Tue Feb 24 2026 19:00:00 GMT-0500 (Eastern Standard Time) ·reference ·source: Every ·by Rhea Purohit
ai-educationgen-zai-adoptionmental-health

Inside an AI High School, Through the Eyes of a 17-Year-Old Founder — Rhea Purohit

Podcast episode summary where Dan Shipper interviews Alex Mathew, a 17-year-old student at Alpha High School in Austin, Texas — an unconventional AI-forward school with no traditional teachers. Academic content is delivered through an AI-powered platform, with adult “guides” focused solely on emotional support. Students have 2-3 hour learning blocks in the morning and spend the rest of the day building real projects.

Mathew’s project is Berry, an AI stuffed animal designed to help teenagers with mental health by having them talk to it for 5-10 minutes daily. The conversation covers what a day at Alpha High looks like, how cheating is handled when AI is everywhere, and how Gen Z actually feels about college, social media, and books.
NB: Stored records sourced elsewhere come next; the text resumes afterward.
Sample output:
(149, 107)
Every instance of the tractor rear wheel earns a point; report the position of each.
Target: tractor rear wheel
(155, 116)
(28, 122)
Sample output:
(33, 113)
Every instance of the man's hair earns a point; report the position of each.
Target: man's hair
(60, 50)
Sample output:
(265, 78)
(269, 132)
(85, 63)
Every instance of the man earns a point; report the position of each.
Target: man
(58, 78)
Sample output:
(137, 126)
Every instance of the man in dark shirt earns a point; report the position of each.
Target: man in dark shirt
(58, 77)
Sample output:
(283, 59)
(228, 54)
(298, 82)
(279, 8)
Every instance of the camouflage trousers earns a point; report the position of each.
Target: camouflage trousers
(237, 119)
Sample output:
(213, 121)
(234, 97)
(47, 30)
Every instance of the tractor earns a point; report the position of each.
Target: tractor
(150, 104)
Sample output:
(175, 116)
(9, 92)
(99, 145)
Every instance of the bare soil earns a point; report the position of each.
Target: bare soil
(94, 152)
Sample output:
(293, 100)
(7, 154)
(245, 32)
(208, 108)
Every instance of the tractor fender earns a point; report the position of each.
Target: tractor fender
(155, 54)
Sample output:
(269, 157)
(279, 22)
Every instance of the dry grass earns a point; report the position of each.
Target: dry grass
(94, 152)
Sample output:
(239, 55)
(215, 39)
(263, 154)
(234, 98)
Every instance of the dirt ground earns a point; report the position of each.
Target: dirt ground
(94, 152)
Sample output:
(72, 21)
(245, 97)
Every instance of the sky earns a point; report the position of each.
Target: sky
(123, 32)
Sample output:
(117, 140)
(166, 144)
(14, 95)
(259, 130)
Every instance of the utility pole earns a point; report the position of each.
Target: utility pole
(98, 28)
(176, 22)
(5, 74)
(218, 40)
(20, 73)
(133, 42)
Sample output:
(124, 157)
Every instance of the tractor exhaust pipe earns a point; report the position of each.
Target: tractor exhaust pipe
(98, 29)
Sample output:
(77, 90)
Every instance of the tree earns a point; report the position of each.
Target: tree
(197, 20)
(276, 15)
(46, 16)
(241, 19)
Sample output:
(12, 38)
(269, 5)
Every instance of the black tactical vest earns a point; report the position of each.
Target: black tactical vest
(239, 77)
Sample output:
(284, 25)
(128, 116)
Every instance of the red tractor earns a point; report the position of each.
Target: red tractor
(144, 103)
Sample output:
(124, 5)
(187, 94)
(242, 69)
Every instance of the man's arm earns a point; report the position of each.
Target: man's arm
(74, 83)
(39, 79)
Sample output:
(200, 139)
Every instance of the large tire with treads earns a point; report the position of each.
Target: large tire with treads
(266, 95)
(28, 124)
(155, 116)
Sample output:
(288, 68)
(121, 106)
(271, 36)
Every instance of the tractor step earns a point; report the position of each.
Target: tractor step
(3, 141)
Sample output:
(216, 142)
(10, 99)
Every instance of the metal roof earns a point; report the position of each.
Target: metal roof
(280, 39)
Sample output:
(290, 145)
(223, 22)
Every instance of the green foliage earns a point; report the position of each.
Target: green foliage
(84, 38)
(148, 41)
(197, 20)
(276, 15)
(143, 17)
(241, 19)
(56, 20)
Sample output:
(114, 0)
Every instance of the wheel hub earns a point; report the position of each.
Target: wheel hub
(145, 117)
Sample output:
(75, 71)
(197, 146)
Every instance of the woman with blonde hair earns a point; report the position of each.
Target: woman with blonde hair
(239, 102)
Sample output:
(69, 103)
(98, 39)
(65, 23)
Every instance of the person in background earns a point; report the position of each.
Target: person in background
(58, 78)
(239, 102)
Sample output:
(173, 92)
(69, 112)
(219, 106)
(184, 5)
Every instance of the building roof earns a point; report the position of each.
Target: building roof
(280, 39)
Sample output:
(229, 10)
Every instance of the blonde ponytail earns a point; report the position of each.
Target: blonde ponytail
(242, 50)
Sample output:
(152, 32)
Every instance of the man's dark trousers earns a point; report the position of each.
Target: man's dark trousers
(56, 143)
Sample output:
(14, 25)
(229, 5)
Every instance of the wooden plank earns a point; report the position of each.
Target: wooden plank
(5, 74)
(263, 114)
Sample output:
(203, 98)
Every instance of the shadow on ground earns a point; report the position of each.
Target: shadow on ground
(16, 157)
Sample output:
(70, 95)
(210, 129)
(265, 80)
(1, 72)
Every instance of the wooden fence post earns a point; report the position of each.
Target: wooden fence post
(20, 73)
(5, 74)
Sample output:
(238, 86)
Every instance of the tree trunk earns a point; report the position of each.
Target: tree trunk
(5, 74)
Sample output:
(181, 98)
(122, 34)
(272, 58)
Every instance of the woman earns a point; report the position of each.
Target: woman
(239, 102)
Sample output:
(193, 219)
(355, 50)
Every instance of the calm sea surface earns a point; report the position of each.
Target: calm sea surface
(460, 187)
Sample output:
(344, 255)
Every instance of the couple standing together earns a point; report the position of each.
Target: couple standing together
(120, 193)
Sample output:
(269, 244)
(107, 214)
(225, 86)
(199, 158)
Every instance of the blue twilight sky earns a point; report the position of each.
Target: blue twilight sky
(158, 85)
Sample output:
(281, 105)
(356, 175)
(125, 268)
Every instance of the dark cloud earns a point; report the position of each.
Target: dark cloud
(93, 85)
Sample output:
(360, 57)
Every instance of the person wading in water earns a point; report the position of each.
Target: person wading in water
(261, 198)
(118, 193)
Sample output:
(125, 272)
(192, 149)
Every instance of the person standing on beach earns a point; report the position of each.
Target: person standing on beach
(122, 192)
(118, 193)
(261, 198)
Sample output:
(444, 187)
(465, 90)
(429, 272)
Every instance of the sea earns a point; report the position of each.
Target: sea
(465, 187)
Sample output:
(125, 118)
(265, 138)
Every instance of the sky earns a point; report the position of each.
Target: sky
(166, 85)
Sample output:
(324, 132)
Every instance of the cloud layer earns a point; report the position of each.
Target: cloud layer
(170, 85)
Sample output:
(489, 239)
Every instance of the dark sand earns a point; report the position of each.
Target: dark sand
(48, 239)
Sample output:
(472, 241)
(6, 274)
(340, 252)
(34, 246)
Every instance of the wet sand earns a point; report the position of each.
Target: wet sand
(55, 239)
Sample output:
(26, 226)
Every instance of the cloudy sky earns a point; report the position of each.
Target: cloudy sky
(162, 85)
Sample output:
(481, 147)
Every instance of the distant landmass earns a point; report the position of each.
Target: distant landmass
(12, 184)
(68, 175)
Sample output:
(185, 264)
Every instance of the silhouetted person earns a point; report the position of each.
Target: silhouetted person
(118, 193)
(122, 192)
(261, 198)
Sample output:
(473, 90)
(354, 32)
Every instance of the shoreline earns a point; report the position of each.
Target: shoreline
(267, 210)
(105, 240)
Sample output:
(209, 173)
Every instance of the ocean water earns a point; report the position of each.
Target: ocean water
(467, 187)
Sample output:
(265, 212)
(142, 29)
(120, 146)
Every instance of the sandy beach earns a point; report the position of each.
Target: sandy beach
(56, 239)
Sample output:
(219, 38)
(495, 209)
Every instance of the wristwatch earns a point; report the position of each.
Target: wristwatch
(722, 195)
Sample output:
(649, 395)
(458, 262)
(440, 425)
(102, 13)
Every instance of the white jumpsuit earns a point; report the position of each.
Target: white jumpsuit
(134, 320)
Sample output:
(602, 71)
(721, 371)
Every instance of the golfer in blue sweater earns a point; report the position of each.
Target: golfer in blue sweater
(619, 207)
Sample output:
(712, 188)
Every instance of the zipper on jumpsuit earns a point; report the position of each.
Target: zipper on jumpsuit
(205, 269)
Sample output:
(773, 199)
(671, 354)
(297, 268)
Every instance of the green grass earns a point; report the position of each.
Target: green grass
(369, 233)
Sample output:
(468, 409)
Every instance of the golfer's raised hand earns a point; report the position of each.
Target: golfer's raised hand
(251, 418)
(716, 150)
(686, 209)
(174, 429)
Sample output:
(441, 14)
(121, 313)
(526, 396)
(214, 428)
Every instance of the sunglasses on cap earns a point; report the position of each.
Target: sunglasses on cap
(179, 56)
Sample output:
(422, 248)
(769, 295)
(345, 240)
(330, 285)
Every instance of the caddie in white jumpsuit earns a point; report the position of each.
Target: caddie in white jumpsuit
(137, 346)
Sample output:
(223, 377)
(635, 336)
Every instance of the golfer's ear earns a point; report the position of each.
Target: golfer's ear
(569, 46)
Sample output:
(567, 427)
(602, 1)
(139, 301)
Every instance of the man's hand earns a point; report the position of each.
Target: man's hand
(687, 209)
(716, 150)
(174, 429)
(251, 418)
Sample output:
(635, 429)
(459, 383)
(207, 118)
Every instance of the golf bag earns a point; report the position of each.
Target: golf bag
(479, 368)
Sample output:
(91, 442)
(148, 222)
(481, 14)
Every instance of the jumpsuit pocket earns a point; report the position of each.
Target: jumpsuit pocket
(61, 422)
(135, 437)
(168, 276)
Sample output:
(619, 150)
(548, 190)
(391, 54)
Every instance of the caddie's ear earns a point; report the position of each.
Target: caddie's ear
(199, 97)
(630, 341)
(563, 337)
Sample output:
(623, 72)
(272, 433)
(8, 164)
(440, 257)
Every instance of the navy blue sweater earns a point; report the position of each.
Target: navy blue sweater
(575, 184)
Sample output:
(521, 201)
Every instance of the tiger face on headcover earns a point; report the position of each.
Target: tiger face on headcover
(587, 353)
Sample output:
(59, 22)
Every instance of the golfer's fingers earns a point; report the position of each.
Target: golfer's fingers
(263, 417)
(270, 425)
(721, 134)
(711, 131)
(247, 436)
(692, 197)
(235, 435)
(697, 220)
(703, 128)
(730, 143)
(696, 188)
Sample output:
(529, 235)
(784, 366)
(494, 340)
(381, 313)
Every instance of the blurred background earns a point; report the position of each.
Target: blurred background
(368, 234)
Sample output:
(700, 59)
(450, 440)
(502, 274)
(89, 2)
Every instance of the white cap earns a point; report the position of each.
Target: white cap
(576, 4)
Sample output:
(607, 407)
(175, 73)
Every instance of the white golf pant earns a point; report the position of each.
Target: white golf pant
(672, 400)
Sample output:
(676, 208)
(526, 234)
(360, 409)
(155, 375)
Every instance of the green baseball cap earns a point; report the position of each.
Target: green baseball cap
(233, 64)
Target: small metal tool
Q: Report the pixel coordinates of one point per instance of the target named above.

The day starts with what Mathew describes as a “Tony Robbins for kids” opening session.

The piece is notable for centering a young person’s perspective in the AI-and-education debate, which usually comes from educators, VCs, and anxious parents.

RDCO Mapping

Background reference for our understanding of AI adoption patterns across demographics. The Alpha School model — AI handles academic content delivery, humans handle emotional support — is an interesting organizational pattern that parallels how we structure agent-human collaboration in our own operations.